The privacy position is nuanced. The original iMiGUE is described as identity-free in the visual sense, with faces masked or removed, but iMiGUE-Speech preserves voice, which is itself a biometric signal. A common misconception is therefore to treat the speech extension as de-identified simply because the video benchmark is identity-free. The paper does not resolve that tension in depth, and this suggests that voice-based privacy requires separate consideration from face masking (Kakouros et al., 25 Feb 2026).
The paper states that the extended dataset is available at https://github.com/CV-AC/imigue-speech, but it does not specify a license in the provided text. Users are therefore expected to consult the repository for terms of use and any restrictions inherited from the underlying public press-conference material (Kakouros et al., 25 Feb 2026).

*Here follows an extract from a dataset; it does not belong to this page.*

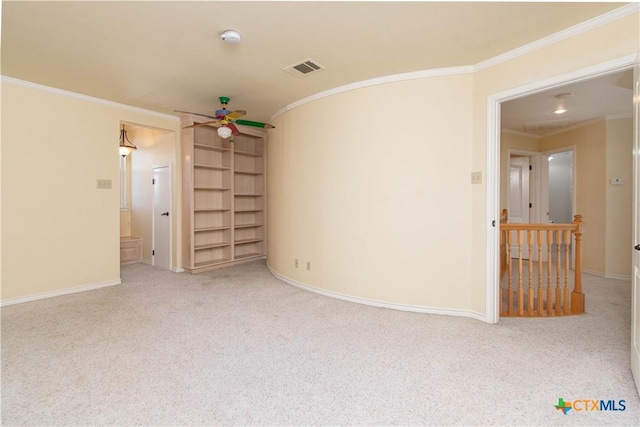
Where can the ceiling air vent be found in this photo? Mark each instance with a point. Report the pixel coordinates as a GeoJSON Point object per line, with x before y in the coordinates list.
{"type": "Point", "coordinates": [303, 68]}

Within those limits, the paper explicitly positions iMiGUE-Speech as useful for speech-based affective and paralinguistic analysis, dialogue and interaction analysis, text-based affective and semantic analysis, question/answer identification, turn-taking analysis, disfluency studies, ASR evaluation, prosody research, speech–gesture alignment, and multimodal emotion analysis. Its distinctive contribution is not a highly parameterized benchmark with exhaustive supervision, but a time-aligned spontaneous corpus that makes the speech modality operational within the iMiGUE ecosystem (Kakouros et al., 25 Feb 2026).